All is quiet in Oaxaca. At the moment it is closer to a ghost town than a traveler’s Mecca, as the preceding months demonstrations have kept the tourists away and sent many locals seeking refuge with friends and family elsewhere. Some hotels have boarded up for the season, and the restaurants that remain open are lucky to have two or three tables’ worth of customers at peak times. The craft bazaars were bereft of buyers. Amazingly, this did not seem to affect market equilibrium. Listless merchants, once engaged in a haggle over a rug or a shirt, sprung to action with a steely enthusiasm that made me look over to shoulder to see if there were really were a dozen other shoppers after the same item.

The only element Oaxaca is not in short supply of at the moment is a police presence, both local and federal. All of the access points into the zocalo, the old town’s main square, and varying intervals along the major roads into the central city are manned by a half dozen flak-jacketed, machine gun bearing troops, with riot shields and batons stacked against the piles of eight foot steel barriers at the ready to cordon off the streets. Last Saturday, on Dia del Reyes, the Mexican day for their equivalent to Santa Claus, the barriers were up. All streets into the zocalo and six blocks around the Santo Domingo church were cordoned off by groups of twenty troops per check point, their riot shields and tear gas canisters in hand. All this bravado for a march of 300 or so men women and children, on their way to a toy giveaway for the children of political prisoners, those who lost their parents, and the kids who live in the public housing complexes around the valley.

It is hard to really get off the beaten track these days, and though Oaxaca is mainstay on the Gringo trail, I have had the rare chance to imagine myself as a solitary wanderer far removed from the backpacking crowd. I had several museums to myself the last few days, and it was nice to take them in as one might a private collection. I was walking to breakfast this morning when I heard the sound of frantic sandals slapping down on the cobblestones behind me.

¨San Francisco Guy, Wait! ¨

I turned to see a set of gangling limbs flailing in my direction. It was a woman from New York I had met at the vegetarian restaurant the day before yesterday. A block and a half beyond her was the cab she must have sprung from upon seeing me, its back door was still open and it was idling in the middle of the street.

¨I thought you might want to check out one of the villages today, you want to go? ¨

I explained that I was on my way to breakfast but she insisted I could just as easily grab a bite at the bus station. The cab dropped us off at the second class bus station where there is line of colectivos, shared taxis that service different villages outside of the city. We found the one marked with our destination in the front window and hopped in the backseat. Normally a colectivo would cram in as many people as possible before setting off, but as there was no one around we only waited a few minutes before he started his engine and the three of us set out. The mountains seemed a lot closer once we got out of the city, and the light and vegetation was not unlike the mountains of southern California.
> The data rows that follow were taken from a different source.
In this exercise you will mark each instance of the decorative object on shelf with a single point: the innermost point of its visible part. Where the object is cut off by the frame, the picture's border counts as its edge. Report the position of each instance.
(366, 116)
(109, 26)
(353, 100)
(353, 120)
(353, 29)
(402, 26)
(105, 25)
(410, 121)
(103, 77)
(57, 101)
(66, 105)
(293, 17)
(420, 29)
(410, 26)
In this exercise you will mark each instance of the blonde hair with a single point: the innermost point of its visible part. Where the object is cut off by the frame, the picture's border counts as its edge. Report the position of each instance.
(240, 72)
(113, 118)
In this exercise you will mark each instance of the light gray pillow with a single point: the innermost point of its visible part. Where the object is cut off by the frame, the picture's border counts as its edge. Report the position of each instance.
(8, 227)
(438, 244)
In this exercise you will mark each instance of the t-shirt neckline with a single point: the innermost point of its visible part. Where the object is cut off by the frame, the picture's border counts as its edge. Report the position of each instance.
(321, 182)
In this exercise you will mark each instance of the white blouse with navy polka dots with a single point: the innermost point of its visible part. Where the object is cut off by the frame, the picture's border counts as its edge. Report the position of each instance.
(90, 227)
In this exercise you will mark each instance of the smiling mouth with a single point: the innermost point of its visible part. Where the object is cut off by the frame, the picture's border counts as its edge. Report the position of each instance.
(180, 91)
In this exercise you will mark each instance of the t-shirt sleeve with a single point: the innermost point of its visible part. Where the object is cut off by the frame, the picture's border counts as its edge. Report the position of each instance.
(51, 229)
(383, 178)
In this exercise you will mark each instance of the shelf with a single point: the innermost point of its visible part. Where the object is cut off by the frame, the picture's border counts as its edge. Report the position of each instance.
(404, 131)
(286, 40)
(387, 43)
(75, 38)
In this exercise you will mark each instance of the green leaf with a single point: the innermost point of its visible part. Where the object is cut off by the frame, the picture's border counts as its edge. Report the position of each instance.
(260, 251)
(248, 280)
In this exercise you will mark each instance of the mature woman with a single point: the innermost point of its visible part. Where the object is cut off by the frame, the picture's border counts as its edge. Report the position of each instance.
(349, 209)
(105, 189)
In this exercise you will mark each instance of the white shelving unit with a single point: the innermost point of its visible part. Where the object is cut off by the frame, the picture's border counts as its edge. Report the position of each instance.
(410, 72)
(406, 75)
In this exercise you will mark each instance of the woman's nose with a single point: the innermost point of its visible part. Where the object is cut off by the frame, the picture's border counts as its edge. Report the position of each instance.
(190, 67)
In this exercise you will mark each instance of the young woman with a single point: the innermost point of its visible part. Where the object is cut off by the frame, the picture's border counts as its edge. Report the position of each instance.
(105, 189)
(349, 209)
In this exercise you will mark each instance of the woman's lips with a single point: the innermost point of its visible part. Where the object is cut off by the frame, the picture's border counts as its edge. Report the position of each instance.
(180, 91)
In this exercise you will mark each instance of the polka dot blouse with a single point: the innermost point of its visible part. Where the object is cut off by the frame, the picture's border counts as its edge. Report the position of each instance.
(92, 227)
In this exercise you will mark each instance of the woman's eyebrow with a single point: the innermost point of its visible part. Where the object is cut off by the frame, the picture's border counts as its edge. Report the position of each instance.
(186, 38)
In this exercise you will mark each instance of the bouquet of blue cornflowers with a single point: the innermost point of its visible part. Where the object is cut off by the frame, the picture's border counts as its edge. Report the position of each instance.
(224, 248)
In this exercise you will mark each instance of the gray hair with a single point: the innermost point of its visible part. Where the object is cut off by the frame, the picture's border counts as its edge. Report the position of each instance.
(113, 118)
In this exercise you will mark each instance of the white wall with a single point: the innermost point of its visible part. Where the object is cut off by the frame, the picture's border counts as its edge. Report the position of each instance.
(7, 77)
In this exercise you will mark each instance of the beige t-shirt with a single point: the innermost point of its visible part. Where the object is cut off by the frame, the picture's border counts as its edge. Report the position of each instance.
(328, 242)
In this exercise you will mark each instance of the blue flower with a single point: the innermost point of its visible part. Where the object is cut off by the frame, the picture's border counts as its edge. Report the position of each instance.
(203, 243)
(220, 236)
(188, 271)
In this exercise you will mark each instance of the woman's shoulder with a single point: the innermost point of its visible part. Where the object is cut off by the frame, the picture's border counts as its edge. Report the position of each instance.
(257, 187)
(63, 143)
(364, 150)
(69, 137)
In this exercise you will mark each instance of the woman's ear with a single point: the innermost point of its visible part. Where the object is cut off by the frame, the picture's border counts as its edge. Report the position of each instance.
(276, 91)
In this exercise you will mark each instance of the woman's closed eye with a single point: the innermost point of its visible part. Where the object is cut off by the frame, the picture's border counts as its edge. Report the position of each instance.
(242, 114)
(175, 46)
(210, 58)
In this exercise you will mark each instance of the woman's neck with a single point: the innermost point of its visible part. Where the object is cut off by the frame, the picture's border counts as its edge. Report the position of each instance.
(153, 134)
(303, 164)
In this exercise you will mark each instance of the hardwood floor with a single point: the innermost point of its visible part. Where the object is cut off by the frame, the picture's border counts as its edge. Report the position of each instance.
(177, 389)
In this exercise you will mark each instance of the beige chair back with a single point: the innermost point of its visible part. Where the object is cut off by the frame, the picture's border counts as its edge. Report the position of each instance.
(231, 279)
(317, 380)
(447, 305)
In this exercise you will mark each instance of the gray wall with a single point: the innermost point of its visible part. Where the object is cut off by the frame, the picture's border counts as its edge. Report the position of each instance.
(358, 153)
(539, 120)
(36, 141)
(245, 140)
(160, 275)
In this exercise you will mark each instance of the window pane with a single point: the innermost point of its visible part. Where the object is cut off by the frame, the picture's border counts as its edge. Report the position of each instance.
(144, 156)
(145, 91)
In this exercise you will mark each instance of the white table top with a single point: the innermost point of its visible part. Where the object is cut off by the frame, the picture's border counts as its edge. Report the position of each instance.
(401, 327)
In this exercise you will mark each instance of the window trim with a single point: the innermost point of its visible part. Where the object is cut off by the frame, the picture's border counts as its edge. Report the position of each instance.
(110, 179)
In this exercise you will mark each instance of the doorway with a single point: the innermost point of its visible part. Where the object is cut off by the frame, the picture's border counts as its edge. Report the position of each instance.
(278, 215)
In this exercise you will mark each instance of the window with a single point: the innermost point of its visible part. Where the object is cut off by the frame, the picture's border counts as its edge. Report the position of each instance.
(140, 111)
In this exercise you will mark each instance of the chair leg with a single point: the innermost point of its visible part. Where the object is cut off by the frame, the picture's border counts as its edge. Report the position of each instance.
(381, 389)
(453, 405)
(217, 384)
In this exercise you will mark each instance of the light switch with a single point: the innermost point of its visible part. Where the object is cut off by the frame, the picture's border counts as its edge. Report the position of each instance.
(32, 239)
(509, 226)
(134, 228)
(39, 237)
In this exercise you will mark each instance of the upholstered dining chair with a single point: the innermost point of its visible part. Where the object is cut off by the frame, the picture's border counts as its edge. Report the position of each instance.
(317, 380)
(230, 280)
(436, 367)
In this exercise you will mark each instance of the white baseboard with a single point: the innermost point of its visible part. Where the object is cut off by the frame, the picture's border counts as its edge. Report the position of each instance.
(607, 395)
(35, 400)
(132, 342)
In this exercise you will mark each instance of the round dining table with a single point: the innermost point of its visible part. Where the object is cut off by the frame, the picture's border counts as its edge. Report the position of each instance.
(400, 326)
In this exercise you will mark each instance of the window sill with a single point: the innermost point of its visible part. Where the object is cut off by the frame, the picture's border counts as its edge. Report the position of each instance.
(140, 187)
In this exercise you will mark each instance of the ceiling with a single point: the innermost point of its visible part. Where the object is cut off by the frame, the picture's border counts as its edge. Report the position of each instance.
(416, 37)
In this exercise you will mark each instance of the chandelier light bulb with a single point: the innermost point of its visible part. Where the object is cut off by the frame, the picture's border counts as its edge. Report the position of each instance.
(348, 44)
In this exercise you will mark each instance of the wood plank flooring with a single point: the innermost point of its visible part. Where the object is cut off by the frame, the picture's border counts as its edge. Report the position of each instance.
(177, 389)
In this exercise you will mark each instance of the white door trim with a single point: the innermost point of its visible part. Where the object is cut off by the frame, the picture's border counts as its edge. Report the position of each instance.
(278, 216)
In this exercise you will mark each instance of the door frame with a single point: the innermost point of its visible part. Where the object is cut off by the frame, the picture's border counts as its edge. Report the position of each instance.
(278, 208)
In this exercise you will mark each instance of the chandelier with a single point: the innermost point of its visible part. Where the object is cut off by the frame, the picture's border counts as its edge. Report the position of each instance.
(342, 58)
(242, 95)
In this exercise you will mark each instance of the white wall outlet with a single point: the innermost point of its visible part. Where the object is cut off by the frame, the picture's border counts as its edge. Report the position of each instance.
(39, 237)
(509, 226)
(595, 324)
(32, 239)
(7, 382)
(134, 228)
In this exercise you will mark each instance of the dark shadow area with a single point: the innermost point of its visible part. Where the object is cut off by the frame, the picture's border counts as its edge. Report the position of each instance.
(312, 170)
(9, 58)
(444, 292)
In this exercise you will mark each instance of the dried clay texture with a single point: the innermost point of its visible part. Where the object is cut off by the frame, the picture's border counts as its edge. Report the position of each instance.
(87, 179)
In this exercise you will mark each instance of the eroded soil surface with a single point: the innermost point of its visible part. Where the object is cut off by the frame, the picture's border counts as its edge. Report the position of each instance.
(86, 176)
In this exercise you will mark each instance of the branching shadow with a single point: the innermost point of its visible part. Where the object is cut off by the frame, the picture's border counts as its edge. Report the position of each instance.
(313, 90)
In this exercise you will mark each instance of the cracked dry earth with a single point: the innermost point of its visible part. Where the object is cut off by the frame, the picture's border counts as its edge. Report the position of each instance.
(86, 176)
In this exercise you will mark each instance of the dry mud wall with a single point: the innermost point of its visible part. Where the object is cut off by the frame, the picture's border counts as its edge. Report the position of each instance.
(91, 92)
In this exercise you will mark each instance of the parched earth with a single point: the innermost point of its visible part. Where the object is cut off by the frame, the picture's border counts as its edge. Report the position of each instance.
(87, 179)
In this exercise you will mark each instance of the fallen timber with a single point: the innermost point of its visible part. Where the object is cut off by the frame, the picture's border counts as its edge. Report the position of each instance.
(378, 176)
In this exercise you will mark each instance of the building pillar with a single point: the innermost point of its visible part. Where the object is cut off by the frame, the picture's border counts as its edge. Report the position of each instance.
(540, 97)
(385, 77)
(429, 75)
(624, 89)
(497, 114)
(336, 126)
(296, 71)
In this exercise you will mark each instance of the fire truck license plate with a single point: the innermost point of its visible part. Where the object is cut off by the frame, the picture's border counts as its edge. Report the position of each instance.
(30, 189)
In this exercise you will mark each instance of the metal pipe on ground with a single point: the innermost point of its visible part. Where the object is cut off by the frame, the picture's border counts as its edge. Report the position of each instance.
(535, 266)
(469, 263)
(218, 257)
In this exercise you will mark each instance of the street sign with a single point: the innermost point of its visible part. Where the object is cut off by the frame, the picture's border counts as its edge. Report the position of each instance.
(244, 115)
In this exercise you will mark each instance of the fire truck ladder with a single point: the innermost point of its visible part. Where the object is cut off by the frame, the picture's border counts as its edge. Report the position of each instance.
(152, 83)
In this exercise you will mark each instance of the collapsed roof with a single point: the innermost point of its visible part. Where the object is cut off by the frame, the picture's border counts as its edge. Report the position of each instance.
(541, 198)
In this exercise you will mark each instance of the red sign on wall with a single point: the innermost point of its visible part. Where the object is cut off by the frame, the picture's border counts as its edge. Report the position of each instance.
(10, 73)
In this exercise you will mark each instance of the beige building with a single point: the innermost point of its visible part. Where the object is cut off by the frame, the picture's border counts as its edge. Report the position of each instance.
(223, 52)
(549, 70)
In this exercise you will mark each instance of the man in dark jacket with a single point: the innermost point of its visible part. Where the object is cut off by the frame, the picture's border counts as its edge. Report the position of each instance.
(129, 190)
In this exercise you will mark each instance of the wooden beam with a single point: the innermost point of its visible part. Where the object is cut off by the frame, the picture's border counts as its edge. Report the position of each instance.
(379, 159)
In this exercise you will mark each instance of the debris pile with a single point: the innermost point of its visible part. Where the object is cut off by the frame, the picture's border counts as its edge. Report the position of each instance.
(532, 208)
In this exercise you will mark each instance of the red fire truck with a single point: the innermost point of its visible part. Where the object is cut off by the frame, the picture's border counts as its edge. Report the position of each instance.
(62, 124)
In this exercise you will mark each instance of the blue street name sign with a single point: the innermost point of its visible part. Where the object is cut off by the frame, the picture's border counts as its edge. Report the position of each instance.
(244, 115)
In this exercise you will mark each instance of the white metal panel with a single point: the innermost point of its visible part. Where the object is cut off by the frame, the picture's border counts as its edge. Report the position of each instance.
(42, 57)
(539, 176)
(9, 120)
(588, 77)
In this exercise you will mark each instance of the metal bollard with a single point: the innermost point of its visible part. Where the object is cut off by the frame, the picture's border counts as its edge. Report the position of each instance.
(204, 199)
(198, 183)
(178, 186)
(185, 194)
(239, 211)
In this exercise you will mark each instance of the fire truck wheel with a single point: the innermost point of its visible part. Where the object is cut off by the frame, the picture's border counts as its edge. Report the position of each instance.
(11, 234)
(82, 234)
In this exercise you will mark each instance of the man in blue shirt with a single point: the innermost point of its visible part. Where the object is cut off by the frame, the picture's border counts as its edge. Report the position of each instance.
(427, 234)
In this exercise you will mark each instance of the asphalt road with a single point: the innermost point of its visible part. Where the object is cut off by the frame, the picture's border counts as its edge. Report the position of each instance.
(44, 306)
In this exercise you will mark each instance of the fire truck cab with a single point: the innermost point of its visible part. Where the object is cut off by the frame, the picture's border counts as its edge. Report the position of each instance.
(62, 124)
We picked up a few villagers on the way to Ocotlan, and Lia and I chatted about her job in New York, she’s a researcher for a quiz show, and some of her other travels in Mexico.

The driver let us out at a dusty zocalo ringed by dingy shops and a somewhat attractive 16th century church. We wandered into the church and looked at the various saints and ornamentation. In a side chapel there was what looked to be a fake tree wrapped with vines that several women were praying around. The rest of the town was very sleepy. We decided to walk off the square until we hit dirt road. This took three blocks. Before the end of the pavement there was an entrance to a graveyard. Most of the tombs were elevated, the cheaper ones built up with tile, but most had nicer stone, granite and even marble finishes. Some of the structures with columns, porticos, and resident angels and saints, approached the size of the shanties we had seen on the road into the village. There were many elaborate plots for children who didn’t survive their first year. Well over a year’s median income went into many of these displays for the departed, and after a few minutes we ran into what looked to be a grounds crew. In Ocotlan, the dead seemed to sleep more comfortably than the living.